# Decrypting an RSA message given $a^2 \equiv 1 \pmod n$

I need help with a practice problem for an upcoming test. I've learned the answer to the problem is "well done", but don't know how to get there. Any help is greatly appreciated.

Suppose that the RSA modulus of $n := 42313421$ used with an encryption exponent of $2015$ produces the pair $(27285537, 25251845)$ of ciphertexts. Use the fact that

$26437093^2 ≡ 1 \pmod n$

to find the original plaintext message. Show your work.

I don't see how fact stated helps with the problem.

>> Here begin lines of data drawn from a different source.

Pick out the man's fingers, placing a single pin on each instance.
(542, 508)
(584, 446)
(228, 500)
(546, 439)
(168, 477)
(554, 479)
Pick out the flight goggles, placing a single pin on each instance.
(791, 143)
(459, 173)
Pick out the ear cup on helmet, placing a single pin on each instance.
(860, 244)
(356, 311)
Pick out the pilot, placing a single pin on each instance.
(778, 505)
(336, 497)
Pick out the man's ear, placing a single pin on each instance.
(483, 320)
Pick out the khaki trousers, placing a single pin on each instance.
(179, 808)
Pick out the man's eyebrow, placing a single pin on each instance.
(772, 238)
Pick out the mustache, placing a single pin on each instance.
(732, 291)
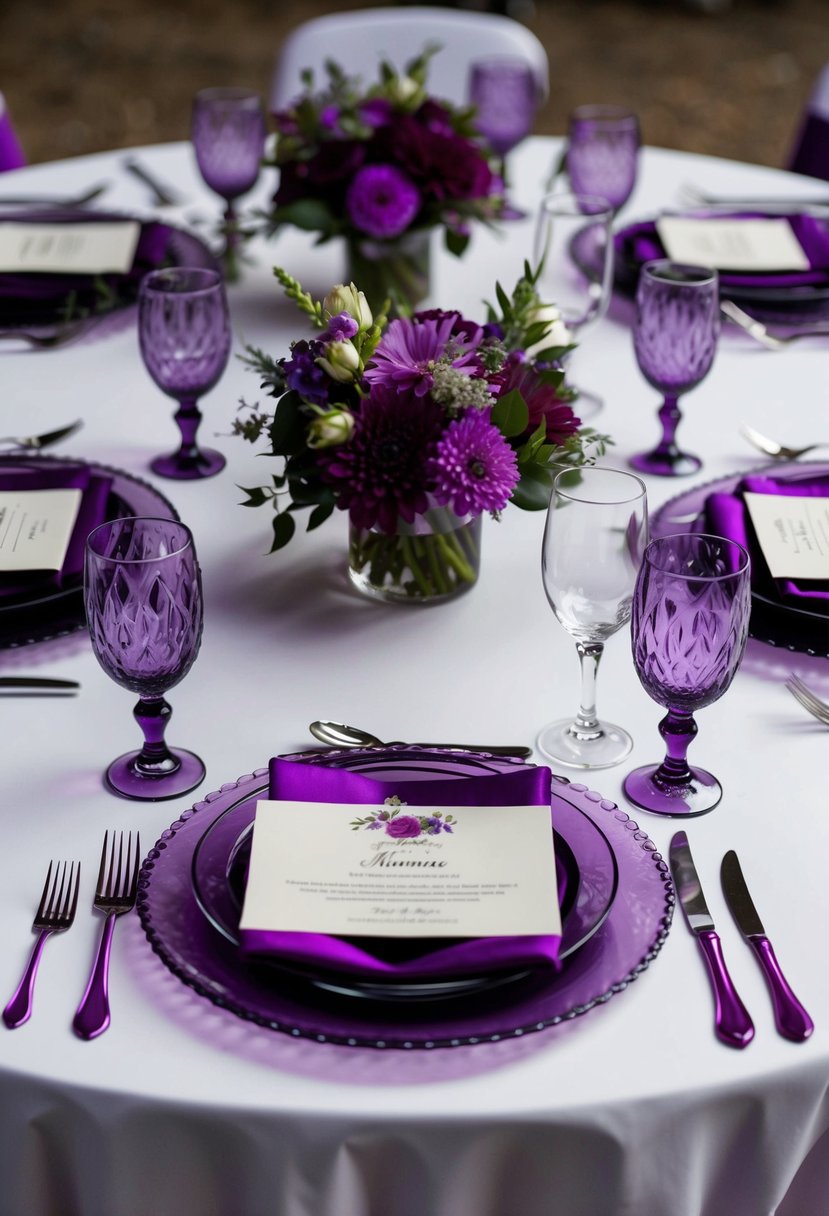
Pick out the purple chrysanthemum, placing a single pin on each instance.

• Hint: You know two different pairs of square-roots of the same number ($\pm1$ and $\pm26437093$ all square to $1$) which allows you to factor $n$. – CodesInChaos May 6 '16 at 15:38

Consider two numbers $a$ and $b$ that square to the same value modulo $n$ and don't just differ by the sign.
$$a^2 \equiv b^2 \pmod n2$$ $$(a-b)(a+b) \equiv 0 \pmod n$$
Neither of the factors on the left is 0 (or equivalently a multiple of $n$), thus each of them must contain one of the prime factors of $n$.
Thus you can use $\operatorname{GCD}(a-b, n)$ and $\operatorname{GCD}(a+b, n)$ to recover factors of $n$. If $n$ is the product of two primes, you thus factored $n$. Once you factored $n$, follow the standard RSA key generation procedure to obtain the decryption exponent $d$.
In your example $a=\pm 1$ and $b=\pm 26437093$.
This attack is important in the context of the Rabin cryptosystem, which works like RSA, except it uses the public exponent $2$. So the decrypter/signer has to make sure that they never produce information about different roots for a given square, otherwise an attacker can recover their public key.